Saturday, 12 March 2016

Judaism: an introduction by C. M. Hoffman



Visiting the Jewish Museum in Amsterdam last summer I was really aware of how little I actually know about the Jewish faith and people and getting this book out the library as a small step to address that.

It is part of the “Teach Yourself” series, but in a number of places it is self aware that the practice and life of a religion and a people is not something that you can actually “teach yourself” - it is fundamentally embodied, only by living it in community will you really have the possibility to “get it”.

But within those limits this was a good introduction – in part helping to see the differences between different parts of the Jewish community, the dynamics between the religious and the cultural identities, overlapping be not co-determinate – perhaps just giving me a glimpse of how much I don't know, don't understand.

It was also fairly abrupt about the ways in which Christians misunderstand Jews and Judaism. Even when you get past the long painful history of Christians demonising Jews as the murderers of Christ that are still a number of ways in which well intentioned Christians act in ways that do not actually treat the Jewish religion with the respect and dignity that it deserves.

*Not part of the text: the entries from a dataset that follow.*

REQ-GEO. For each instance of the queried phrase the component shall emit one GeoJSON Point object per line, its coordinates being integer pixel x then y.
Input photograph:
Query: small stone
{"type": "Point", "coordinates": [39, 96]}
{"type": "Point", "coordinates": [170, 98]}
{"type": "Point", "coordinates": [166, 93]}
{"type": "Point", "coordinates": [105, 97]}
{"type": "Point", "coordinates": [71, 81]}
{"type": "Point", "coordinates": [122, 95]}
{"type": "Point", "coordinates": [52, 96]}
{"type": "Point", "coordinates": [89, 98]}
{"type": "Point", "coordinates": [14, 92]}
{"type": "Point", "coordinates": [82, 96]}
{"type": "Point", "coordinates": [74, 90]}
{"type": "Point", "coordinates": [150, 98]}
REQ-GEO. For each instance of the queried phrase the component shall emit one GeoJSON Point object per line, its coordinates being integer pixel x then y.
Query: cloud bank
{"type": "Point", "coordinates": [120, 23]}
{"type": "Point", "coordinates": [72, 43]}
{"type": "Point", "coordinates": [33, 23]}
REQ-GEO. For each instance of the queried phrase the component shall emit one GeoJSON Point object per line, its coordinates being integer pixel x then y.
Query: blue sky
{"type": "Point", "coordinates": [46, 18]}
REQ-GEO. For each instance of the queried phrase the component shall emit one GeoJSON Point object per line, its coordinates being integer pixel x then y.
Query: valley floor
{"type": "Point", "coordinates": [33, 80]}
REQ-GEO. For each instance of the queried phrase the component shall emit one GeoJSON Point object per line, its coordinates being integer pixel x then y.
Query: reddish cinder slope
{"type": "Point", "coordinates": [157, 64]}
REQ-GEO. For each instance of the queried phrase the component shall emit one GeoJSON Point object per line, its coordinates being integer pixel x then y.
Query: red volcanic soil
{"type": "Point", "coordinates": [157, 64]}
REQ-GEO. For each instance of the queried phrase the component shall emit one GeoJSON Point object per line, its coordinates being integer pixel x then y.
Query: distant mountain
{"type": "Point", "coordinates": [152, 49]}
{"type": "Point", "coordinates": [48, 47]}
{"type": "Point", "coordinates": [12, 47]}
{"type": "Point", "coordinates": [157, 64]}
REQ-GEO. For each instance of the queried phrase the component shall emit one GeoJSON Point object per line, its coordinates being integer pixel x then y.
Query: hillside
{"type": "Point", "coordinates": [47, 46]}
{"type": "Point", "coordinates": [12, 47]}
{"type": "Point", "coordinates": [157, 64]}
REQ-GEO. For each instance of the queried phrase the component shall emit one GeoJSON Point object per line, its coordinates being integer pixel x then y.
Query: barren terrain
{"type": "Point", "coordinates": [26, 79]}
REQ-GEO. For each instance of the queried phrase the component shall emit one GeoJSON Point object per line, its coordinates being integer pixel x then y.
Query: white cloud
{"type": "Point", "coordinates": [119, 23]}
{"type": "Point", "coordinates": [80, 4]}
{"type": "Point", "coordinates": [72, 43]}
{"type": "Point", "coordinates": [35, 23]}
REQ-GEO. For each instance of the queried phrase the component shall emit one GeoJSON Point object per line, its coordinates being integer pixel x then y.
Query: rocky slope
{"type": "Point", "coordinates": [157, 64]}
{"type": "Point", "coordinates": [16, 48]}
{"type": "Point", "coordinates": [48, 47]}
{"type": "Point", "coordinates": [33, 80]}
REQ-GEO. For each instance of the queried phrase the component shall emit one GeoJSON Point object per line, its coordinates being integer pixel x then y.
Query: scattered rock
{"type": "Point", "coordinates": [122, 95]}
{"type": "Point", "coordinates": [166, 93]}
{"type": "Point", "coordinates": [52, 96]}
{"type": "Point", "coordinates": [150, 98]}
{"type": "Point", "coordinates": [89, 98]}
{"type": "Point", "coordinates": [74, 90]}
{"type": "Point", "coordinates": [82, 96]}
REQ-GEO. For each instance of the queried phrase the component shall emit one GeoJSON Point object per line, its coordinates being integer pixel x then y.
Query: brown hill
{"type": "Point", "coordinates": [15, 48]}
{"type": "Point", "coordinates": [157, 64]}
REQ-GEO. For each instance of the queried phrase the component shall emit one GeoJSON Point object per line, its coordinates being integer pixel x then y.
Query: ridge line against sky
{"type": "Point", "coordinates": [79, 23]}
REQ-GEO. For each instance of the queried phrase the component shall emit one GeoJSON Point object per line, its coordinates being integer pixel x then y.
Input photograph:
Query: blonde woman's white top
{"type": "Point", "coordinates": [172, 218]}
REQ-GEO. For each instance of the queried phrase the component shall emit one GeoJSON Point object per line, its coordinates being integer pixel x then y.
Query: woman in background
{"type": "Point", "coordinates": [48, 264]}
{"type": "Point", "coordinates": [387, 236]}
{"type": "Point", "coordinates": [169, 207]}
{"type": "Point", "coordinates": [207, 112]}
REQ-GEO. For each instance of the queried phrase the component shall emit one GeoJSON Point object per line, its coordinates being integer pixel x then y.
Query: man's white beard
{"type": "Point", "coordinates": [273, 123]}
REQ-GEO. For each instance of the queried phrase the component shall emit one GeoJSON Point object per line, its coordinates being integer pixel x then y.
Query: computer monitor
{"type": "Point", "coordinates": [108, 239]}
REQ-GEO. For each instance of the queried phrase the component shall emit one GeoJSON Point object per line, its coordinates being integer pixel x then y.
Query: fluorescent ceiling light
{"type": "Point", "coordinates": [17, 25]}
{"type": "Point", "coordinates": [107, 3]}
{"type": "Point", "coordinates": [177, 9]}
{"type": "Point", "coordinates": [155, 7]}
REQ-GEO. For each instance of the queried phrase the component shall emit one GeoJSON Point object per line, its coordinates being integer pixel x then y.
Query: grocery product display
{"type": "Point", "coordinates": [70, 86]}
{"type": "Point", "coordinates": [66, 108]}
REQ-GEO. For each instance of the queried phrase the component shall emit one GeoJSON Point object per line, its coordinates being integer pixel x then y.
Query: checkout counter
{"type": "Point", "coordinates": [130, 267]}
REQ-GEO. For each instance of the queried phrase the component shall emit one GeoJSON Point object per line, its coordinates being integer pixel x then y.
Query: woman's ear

This affirmed a discomfort I have always had about the habit around Holy Week of Christians holding Seder meals as a way to teach us something about Jesus' Last Supper and the Eucharist. Now there are flaws even from a purely Christian perspective around the fact that it is debatable whether the Last Supper was a Passover Meal, and, even if it was, the extent that it was the primary model for the Eucharist that developed.

Following the destruction of the Temple many Jewish rituals went through significant transformation, and there is a body of evidence that the Eucharist and the Seder Meal actually grow up alongside one another in the post-Temple era in a period when Jewish and Christian communities still overlapped – so where you might see common features it is just as possible that the Seder took from the Eucharist as it is that the Eucharist took from the Seder.

But the real problem is the arrogance – if the shoe was on the other foot and a group of Jews got together and held themselves a Eucharist as an “experience” I think Christians would be puzzled, probably offended, and certainly highly unlikely to see this as the act of solidarity and friendship which we ascribe to ourselves when we sit down for a Seder.